Total intravenous anesthesia (TIVA) for children is improving with the addition of remifentanil. The pharmacokinetics in children are being worked out such that computer targeted infusions for certain serum levels can be employed to prevent prolonged awakening.¹¹ With the addition of a context insensitive drug like remifentanil this will make the variability less, but the challenge is still to program pumps to set a ratio between propofol or remifentanil. Costs of TIVA in small children are low; and its practice is environmentally friendly. Those working around the airway, such as with an otorhinolaryngologist performing bronchoscopy, appreciate conditions where minimal volatile agent or nitrous oxide are present.
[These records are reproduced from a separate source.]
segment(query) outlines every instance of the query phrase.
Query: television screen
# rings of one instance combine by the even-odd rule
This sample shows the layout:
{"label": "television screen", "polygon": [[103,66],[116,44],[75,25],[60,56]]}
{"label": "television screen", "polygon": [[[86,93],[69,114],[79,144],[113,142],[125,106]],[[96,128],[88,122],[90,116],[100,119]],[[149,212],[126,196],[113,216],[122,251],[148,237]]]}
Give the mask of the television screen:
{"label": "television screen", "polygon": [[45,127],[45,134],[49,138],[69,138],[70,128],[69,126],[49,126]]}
Five-fold increases above levels suggested by government regulations for safety are found during bronchoscopy with halothane anesthesia.¹⁹ A typical combination used in our institution for spontaneous ventilation during broncoscopy is to use a single syringe with propofol and remifentanil in a ratio of 10 mg of propofol with 2.5 µg of remifentanil. By titrating the dose of propofol from 200 to 400 µg•kg^–1•min^–1 the remifentanil will be running at 0.05 to 0.1 µg•kg^–1•min^–1. This usually provides for a rapid induction and good conditions for bronchoscopy. More studies comparing TIVA and the newer inhalational agents will be forthcoming to help guide further practice.

Muscle relaxation

With the addition of more short-acting anesthetic agents, we now have an ability to give better quality anesthesia and do not have to depend on muscle relaxants to "cover" for anesthesia. Endotracheal intubation is greatly facilitated by either the use of sevoflurane or propofol and remifentanil in combination, and we can avoid the routine use of muscle relaxants.²⁰ When we do need to use relaxants short-acting agents with predictable metabolism such as cisatracurium would be a good choice. Rocuronium seems the best agent for rapid sequence induction. Even the emergency use of succinylcholine for laryngospasm can be reduced by the ability to give repeated doses of propofol. Rapacuronium was not approved for use in Canada because of severe bronchospasm in many children.

Local anesthetics

Local anesthetics depend on maturation of cytochrome metabolism, which is immature in the neonate. Ropivacaine is clinically available and has advantages, which include less motor block and likely a wider therapeutic index in neonates. Tetracaine 4% gel has a faster onset with less vasoconstriction than a lidocaine/prilocaine formulation.²¹

Conclusion

Newer drugs and the study of their pharmacology in pediatric anesthesia are helping us to provide excellent care. We are able to practice both anesthesia and reanimation while wasting little of the valuable facility resources. Sevoflurane has challenged halothane for safer inhalational inductions, while being faster with onset and recovery. Intravenous anesthesia also has many attributes in pediatrics. With careful planning for analgesia, and the appropriate use of adjuvants a controlled emergence from anesthesia can be obtained. This should remove the reluctance of many to move beyond halothane.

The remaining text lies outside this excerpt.